Excerpt: 'Lessons for Dylan'

The way it seems to work the best is through infusion. My surgeon had dug a port into my chest. Plastic tubing connected the port to a pouch about the size of a box of Grape-Nuts I would have to live with 24/7; it was, literally, part of me. Inside the pouch a computer-controlled, battery-powered pump would dribble just the right amount of chemical through the tubing, into the port which connected to my jugular vein. The pouch even had a belt-loop so I could attach it to my slacks, hide it with a sport-coat, I'd been told. But it was a bit too bulky for that and the plastic tube would kink if I ran it under my shirt so I ended up running the tube up my shirtsleeve and carrying the pouch full of chemo in my left hand like an attaché case from Hell. That's the way I went to work, that's the way I interviewed Brad Pitt, that's the way I interviewed the stars of The Lion King, that's the way I appeared on network television. I have no idea how I did it.

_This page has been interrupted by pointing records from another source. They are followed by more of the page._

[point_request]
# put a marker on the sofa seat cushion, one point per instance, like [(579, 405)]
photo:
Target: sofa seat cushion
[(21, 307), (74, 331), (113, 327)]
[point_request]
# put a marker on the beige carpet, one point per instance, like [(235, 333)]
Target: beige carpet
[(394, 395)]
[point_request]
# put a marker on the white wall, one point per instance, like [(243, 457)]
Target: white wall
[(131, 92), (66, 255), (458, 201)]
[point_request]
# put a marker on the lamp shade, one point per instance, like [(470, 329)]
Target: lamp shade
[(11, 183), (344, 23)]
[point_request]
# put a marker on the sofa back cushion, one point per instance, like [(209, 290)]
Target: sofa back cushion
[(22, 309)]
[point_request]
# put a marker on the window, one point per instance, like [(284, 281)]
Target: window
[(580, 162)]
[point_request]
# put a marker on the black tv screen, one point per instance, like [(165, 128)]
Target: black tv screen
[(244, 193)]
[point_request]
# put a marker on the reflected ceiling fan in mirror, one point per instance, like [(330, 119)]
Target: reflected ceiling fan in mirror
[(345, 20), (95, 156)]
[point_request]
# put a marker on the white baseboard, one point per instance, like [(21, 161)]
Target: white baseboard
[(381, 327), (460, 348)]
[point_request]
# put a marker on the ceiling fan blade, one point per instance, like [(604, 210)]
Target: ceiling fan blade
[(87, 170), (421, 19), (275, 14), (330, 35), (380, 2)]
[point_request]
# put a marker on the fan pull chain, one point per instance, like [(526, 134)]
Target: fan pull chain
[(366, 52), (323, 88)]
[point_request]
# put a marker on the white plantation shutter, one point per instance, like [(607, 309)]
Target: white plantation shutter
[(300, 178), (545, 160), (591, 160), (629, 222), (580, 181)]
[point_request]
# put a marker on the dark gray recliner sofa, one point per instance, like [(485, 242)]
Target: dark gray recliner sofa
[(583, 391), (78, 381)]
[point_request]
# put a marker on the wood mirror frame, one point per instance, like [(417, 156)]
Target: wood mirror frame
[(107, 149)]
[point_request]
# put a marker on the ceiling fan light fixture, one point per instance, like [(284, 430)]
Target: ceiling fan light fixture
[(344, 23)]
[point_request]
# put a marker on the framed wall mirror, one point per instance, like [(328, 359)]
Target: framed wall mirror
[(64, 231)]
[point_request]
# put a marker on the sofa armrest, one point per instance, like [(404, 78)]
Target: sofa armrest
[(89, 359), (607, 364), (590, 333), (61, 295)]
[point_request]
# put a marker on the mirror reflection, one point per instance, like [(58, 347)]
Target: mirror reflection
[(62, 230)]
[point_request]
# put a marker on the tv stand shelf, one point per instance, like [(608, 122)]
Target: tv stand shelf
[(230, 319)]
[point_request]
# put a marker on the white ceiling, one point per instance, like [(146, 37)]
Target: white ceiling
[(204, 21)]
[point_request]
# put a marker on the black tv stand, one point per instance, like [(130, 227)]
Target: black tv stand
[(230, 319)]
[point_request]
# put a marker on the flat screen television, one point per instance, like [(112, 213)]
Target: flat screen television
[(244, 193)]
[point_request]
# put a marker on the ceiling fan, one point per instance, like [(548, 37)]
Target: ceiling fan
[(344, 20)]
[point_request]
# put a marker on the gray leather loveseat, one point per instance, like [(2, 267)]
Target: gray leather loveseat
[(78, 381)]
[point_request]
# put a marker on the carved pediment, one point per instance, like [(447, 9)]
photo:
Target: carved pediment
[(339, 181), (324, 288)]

Two nurses came to our apartment to hook me up to the chemo. They pried open the layer of skin that covered the port with a rather large needle and pumped it with saline to make sure I wasn't backed up like an over-used drain. They told me if something should happen and the chemo should leak or spill, DO NOT, UNDER ANY CIRCUMSTANCES, TOUCH THE CHEMICALS!

They gave me 24-hour emergency numbers to call. They would come and clean up the mess, it is that toxic. And that's on the outside. What was it doing to my inside? I found out fifteen minutes after they hooked me up. I got sick.

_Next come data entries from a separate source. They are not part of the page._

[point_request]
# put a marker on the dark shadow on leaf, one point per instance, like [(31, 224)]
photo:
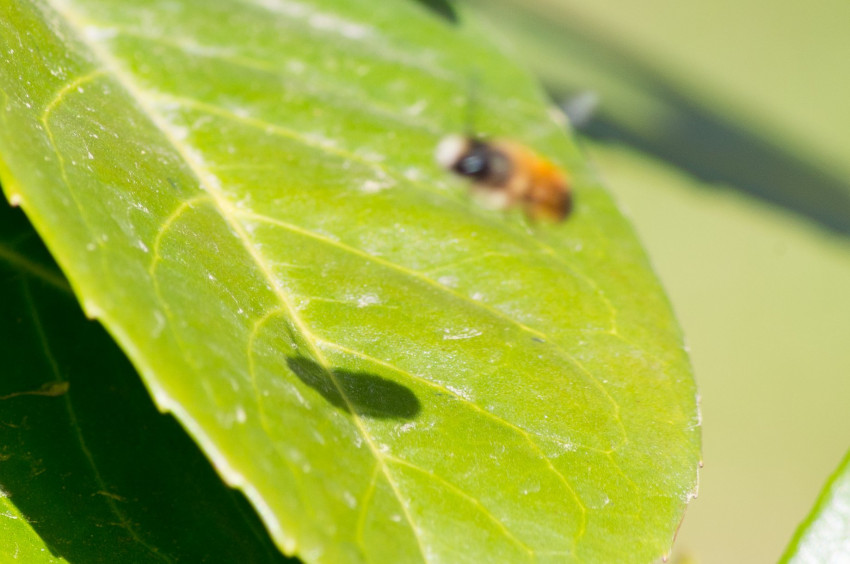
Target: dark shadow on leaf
[(367, 394), (442, 8)]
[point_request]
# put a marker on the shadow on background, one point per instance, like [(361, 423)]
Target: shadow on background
[(708, 145), (97, 471), (442, 8), (368, 394), (717, 151)]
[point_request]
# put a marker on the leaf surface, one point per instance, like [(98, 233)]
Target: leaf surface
[(89, 471), (244, 194), (824, 536)]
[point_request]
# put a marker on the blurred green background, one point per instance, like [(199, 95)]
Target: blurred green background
[(722, 129)]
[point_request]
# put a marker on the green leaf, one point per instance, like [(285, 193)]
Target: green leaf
[(89, 471), (824, 536), (244, 194)]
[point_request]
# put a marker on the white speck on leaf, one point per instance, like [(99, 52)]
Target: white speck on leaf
[(467, 333), (368, 299), (450, 281)]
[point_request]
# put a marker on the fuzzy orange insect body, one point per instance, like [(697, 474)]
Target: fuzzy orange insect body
[(505, 174)]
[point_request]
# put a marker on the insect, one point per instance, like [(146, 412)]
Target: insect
[(505, 174)]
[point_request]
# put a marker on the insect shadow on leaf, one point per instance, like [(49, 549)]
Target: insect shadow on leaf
[(367, 394)]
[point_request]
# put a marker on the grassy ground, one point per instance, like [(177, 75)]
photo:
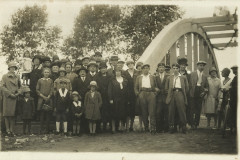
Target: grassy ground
[(199, 141)]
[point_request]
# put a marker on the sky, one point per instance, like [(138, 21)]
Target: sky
[(63, 14)]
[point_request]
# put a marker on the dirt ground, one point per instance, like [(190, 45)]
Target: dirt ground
[(200, 141)]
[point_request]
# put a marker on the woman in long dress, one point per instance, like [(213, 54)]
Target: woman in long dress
[(223, 95), (118, 96), (210, 105)]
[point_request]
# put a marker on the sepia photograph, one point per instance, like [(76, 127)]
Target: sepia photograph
[(121, 79)]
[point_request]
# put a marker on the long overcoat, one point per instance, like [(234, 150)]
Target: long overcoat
[(10, 85), (92, 106)]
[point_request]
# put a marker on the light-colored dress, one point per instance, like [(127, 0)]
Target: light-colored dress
[(210, 103)]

I ran a fever, I was nauseous, I had diarrhea. All expected, they assured me (assured me?), though not usually this quickly. But, one of my mantras, pain is God's way of telling me I'm not dead yet.

Somehow I learned to sleep on my right side, the chemo pumping into the port on my left, and three mornings every week I dutifully showed up at Memorial Sloan Kettering for radiation.

I'd gone through this when they treated my wife, Jane's, brain tumor. They radiated her brain, they radiated my tushie, the symbolic difference did not escape me. First they did a dry run, focussed three green lasers at me and built a computer model from which craftsmen molded a three-dimensional, plasticene copy of my backside. The overwhelming number of colo-rectal cancer reoccurrences happen at or near the initial site and radiation is the best way to ethnic-cleanse the area so there's no cancer left to come back. Because it was a dry run I could watch them line me up and see my tushie take shape in green parabolic arches on the computer monitor. It looked amazingly like the computer models I'd seen doing behind-the-scenes stories on the use of computer animation in Toy Story and Beauty and the Beast.

"That's right," my radiologist told me, the world renowned Dr. Bruce Minsky.

"The same people developed this for us. First." Dr. Minsky really is world renowned. And he was right about the computer program. A year or so later I interviewed the president of Pixar for a behind-the-scenes story on Toy Story 2 and he confirmed it.

"We couldn't get any money to make any movies so we looked around for other applications and created a program to make 3-D models from Cat-Scans." He was very flip about it, couldn't care less that he might have saved my ass, movies most obviously being the far more important part of his business.